Chicken Kabsa- 'Kabsa' is a middle eastern dish consisting of rice and chicken (or meat) the rice is basically cooked in the chicken broth, and as the chicken is cooked for a long time , it becomes really soft & tender. I remember when we were in Riyadh , My dad used to get kabsa rice atleast once a week , and my mum never made it at home, as it was easily available in almost every restaurant. Only after leaving Saudi my quest to make (&eat) really good kabsa started, I must say im still not there ( lol) ; There are many varieties of kabsa rice. But this recipe is what I stick to when I make it at home! Its a little spicier than the original version;but delicious. Here goes delicious Chicken kabsa recipe!
Chicken Kabsa Serves - 4-5 Duration - 90 mins
Sella Basmati Rice - 5 cup
Chicken - 1 whole (Cut into 2 or 4 pieces with skin)
Onion (Sliced)- 3 medium
Tomatoes (Chopped) - 4 medium (finely chopped)
Tomato paste - 2 tbsp
Ginger garlic paste - 1/2 tsp
Garlic cloves - 8-10 (chopped)
Dried black lemon - 2
Bay leaves - 3
Pepper Corn - 1/tsp
Cardamom - 1/2 tsp
Cloves - 1/2 tsp
Cinnamon - 1 stick
Salt - 2 - 3 tsp (to taste)
Red Chilli Powder - 1 tsp
White pepper - 1/2 tsp
Ghee - 2 tbsp
Oil- 2 tbsp
Saffron - A pinch soaked in 1/2 cup warm milk
Raisins - handful (lightly fried)
Carrot - 1 (grated)
Kabsa ready made Spice Mix - 3- 4 tbsp (If you cant find the ready to use spices, use the recipe below:)
Ingredients for kabsa (Baharat) spice mix
Red chilli powder - 1/2 tsp
cloves- 1 tsp
cumin seeds - 1 & 1/2 tsp
black pepper - 1tsp
cardamom - 1/2 tsp
Nutmeg - small piece
turmeric powder - 1/2 tsp
Combine all the spices and grind them to a fine powder.
Wash the chicken and set aside.
Soak rice in water
Heat oil, add the ghee, once hot, add the sliced onions,when the onions turns transparent add the ginger garlic paste, saute for a minute, now add the chicken, once the chicken is browned on both sides.
Once the chicken turns brown, add the tomatoes and the tomato paste.

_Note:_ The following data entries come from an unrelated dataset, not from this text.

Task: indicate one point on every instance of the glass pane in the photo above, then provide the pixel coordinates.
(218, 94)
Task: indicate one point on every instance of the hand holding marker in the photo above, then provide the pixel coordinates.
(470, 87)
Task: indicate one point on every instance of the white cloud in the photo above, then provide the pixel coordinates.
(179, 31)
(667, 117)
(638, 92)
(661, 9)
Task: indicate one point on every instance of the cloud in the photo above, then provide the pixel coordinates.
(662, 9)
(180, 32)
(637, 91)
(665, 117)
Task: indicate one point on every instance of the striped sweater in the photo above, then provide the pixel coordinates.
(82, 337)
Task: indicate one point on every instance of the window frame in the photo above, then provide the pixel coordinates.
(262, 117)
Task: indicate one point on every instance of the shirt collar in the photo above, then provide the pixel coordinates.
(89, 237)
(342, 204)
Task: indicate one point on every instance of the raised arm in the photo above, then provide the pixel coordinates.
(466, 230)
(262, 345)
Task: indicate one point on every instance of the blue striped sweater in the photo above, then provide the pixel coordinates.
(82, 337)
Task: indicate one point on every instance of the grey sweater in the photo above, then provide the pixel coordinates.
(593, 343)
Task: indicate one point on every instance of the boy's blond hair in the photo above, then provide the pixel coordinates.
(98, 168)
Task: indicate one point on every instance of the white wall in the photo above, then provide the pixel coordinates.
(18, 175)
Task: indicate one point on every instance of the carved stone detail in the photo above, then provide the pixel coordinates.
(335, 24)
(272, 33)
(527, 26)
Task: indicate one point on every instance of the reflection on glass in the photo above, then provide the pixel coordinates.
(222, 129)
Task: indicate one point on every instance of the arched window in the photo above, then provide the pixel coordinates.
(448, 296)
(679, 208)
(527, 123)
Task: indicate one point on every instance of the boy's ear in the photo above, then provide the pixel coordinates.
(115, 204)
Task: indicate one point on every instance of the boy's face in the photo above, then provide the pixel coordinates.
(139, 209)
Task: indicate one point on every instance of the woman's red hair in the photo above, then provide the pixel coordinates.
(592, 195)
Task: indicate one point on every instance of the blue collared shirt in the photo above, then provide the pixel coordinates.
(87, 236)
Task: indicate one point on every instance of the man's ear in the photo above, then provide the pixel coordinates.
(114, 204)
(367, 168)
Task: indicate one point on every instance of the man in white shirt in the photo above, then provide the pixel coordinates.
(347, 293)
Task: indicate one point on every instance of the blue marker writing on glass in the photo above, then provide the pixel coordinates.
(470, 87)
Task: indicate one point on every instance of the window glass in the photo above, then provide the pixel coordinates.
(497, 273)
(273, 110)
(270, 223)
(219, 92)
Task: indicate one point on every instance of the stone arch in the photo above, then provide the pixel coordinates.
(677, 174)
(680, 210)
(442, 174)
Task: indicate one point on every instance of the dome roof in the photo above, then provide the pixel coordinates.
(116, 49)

Add half amount of kabsa spices ( or 2 tbsp),
Add white pepper, red chilli powder(optional), salt and garlic.
Cook it till the tomatoes are tender and the oil separates.
Now add 6 glasses of water, add the bay leaves, black pepper corn, cloves, cardamom , cinnamon.
Crack the dried lemon and add it too.
let it cook on high flame, till the it starts to boil.
Now, close the lid, and reduce it to medium-low heat, let it cook for 45 minutes.
After that, remove the Chicken and keep aside, remove the dried lemon, cinnamon , bay leaves.
Now add the soaked rice to the chicken broth. close the lid and let it cook till very little water is left and the water level is same as rice, then add the grated carrot, fried raisins and the saffron in milk, cover with an aluminium foil and close the lid, keep this on dum for 15- 20 mins. (that is, place the cooking pot on an iron pan on low heat)
Now take a small bowl and add 1 tsp tandoori masala, with the remaining kabsa masala (1 tbsp), and rub it on the chicken (if you find the masala too dry on the chicken, you can add 1 tbsp of yogurt to it. but it will take longer to bake).
keep the chicken in the oven , till the chicken turns crispy and golden-brown.
Once the rice is cooked, place it on a big plate and place the chicken on top of it.